A police officer went on a profanity-laced tirade after nabbing an escaped suspect, a handcuffed man who sought refuge in a muddy drainage ditch.
The driver, 19-year-old Manlio Salazar, was handcuffed by a state trooper responding to a report of a car that needed assistance on Stemmons Freeway near the American Airlines Center. While handcuffed, Salazar broke free and fled on foot -- eventually taking cover in the large drain.
After about 30 minutes, Salazar was located in the tunnel by Josh Phillips, a Union Pacific Railroad officer. Salazar had slipped his handcuffs underneath his body and had his arms back in front of him.
He then tried to flee for a second time, but wasn't successful. The railroad cop triumphed, and Salazar was handily dressed down as he was dragged him from the gritty, dark tunnel. (Edited and unedited videos are below. The unedited version contains A LOT of foul language.)
Photojournalist Terry Van Sickle shot footage of the officer first entering the drain with his gun drawn and the man's eventual recapture. Van Sickle also caught the railroad officer verbally assaulting the driver and even threatening to kill him if he had a weapon.
Union Pacific said Friday Phillips used "inappropriate language" and has been placed on administrative leave while the railroad reviews the incident. He was still on administrative leave Sunday night, a Union Pacific spokesman said.
"We apologize to anyone who may have been offended by the agent's language," the company said in a statement.
Union Pacific said it will take "appropriate action" if it finds the officer violated company policy.
The driver is once again in custody and faces a charge of felony escape.

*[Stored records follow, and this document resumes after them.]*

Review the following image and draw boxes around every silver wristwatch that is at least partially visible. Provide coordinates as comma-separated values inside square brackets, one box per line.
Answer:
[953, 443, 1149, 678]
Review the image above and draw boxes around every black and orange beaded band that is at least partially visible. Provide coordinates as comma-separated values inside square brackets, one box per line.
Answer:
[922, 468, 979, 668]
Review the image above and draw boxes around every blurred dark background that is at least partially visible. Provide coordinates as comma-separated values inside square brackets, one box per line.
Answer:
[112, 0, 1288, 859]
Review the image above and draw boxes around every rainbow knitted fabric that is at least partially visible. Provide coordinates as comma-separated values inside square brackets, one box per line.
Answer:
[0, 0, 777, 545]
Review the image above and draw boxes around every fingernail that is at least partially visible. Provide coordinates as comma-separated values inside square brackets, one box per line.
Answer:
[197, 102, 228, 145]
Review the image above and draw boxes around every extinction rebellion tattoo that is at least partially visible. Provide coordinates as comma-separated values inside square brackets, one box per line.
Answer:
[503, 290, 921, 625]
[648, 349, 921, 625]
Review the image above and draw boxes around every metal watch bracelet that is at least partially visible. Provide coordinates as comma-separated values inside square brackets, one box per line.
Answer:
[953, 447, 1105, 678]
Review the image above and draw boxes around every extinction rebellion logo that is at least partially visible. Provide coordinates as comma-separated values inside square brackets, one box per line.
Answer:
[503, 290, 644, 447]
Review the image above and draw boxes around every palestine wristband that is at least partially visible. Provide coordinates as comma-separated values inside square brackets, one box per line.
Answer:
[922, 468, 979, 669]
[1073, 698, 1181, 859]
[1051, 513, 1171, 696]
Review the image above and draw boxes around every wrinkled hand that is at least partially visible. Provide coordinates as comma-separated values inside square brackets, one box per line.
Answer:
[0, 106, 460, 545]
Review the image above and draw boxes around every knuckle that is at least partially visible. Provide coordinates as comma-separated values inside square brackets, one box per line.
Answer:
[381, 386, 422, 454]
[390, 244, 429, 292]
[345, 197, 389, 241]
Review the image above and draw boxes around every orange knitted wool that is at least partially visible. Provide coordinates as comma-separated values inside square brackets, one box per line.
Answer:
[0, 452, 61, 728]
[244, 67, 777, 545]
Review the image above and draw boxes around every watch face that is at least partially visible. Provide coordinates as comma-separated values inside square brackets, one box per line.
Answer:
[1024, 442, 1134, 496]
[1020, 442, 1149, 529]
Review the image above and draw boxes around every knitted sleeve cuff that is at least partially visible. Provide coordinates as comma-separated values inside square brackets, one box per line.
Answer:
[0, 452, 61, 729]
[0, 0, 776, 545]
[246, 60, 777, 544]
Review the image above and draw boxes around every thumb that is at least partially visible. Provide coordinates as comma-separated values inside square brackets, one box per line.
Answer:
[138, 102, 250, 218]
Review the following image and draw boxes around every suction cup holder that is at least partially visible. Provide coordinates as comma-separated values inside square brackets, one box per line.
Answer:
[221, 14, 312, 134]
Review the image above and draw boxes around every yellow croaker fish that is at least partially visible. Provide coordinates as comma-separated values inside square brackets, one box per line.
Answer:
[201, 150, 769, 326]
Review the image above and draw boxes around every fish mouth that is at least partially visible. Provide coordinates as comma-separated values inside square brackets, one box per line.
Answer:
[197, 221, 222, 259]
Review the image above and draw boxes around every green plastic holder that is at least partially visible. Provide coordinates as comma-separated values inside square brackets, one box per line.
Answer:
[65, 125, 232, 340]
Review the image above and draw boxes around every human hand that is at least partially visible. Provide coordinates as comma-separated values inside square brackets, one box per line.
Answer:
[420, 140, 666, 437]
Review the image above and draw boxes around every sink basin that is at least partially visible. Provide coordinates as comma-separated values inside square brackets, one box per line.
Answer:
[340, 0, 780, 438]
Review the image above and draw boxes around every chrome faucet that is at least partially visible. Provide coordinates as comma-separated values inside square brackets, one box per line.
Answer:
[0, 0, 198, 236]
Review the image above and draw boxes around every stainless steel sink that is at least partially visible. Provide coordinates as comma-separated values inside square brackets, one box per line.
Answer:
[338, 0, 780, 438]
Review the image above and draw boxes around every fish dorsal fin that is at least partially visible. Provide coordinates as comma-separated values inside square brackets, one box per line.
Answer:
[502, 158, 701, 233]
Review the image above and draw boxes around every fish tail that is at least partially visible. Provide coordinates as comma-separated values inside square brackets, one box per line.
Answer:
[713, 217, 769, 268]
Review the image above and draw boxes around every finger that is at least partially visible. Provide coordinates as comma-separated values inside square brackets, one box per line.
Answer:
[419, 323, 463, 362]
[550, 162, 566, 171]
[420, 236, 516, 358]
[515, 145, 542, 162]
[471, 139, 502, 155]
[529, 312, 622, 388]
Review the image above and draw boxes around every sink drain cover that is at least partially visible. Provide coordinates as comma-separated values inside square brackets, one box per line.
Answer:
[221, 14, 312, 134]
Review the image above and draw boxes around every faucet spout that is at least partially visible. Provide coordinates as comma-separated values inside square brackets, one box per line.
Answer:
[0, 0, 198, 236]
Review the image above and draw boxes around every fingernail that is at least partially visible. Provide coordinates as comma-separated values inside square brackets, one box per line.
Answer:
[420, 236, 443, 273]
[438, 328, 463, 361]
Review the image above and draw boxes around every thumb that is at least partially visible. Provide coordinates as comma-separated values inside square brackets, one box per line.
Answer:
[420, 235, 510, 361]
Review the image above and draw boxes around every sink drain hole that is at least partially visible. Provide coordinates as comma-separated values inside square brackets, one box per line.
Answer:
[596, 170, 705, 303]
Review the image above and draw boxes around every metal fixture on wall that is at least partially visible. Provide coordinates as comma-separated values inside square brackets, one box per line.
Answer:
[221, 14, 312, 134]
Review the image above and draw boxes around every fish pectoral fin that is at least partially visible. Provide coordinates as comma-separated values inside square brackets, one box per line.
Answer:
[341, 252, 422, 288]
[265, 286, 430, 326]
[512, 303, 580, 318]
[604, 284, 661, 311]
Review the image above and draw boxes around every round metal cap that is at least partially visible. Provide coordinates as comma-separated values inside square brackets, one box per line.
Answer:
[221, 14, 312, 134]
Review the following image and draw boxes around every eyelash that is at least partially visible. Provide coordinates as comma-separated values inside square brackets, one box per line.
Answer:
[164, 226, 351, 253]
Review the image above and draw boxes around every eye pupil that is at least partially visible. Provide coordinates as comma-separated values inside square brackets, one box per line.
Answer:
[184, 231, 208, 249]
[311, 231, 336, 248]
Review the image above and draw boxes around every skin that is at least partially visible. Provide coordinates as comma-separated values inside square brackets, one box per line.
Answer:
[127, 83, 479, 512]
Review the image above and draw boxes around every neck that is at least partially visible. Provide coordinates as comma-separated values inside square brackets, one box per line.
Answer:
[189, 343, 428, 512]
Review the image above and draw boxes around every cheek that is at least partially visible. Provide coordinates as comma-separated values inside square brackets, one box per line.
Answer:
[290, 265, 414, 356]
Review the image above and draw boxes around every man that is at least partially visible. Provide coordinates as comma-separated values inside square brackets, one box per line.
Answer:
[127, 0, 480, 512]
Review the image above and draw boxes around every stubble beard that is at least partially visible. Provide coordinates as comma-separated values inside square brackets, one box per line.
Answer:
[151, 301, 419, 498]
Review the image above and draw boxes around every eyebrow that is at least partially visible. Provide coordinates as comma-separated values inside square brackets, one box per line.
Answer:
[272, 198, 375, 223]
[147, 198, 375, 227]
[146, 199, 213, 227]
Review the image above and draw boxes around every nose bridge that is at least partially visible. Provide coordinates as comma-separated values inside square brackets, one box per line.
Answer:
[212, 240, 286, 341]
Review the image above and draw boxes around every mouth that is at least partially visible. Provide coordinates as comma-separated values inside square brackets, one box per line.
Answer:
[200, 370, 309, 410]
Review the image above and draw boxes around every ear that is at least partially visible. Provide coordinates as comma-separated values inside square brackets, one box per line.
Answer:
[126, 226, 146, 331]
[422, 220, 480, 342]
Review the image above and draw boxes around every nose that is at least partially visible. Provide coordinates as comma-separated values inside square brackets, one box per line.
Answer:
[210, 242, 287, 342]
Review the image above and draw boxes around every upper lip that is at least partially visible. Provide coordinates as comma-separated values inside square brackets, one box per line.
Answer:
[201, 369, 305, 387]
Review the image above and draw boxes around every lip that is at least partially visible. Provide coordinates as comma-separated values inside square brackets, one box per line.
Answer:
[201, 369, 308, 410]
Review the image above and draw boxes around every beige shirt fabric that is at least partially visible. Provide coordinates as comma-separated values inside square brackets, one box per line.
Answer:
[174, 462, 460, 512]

The Department of Public Safety originally identified the driver as Enrique Franco. That's because Salazar had a stolen ID on him when he was arrested.
The ID belonged to an 18-year-old Garland man. His mother said she had doubts for a split second after hearing about the arrest of Enrique Franco and asked her son if he had snuck out of the house.
"I was in shock. I didn't know what to think," she said.
Soto said Salazar stopped by their Garland home Saturday to apologize. Soto said Salazar told her and Franco he had three ID's on him when he was arrested. Salazar told them authorities used Franco's ID because he most resembled Salazar.
Once in jail, officials were able to figure out Salazar's real name using a fingerprint database.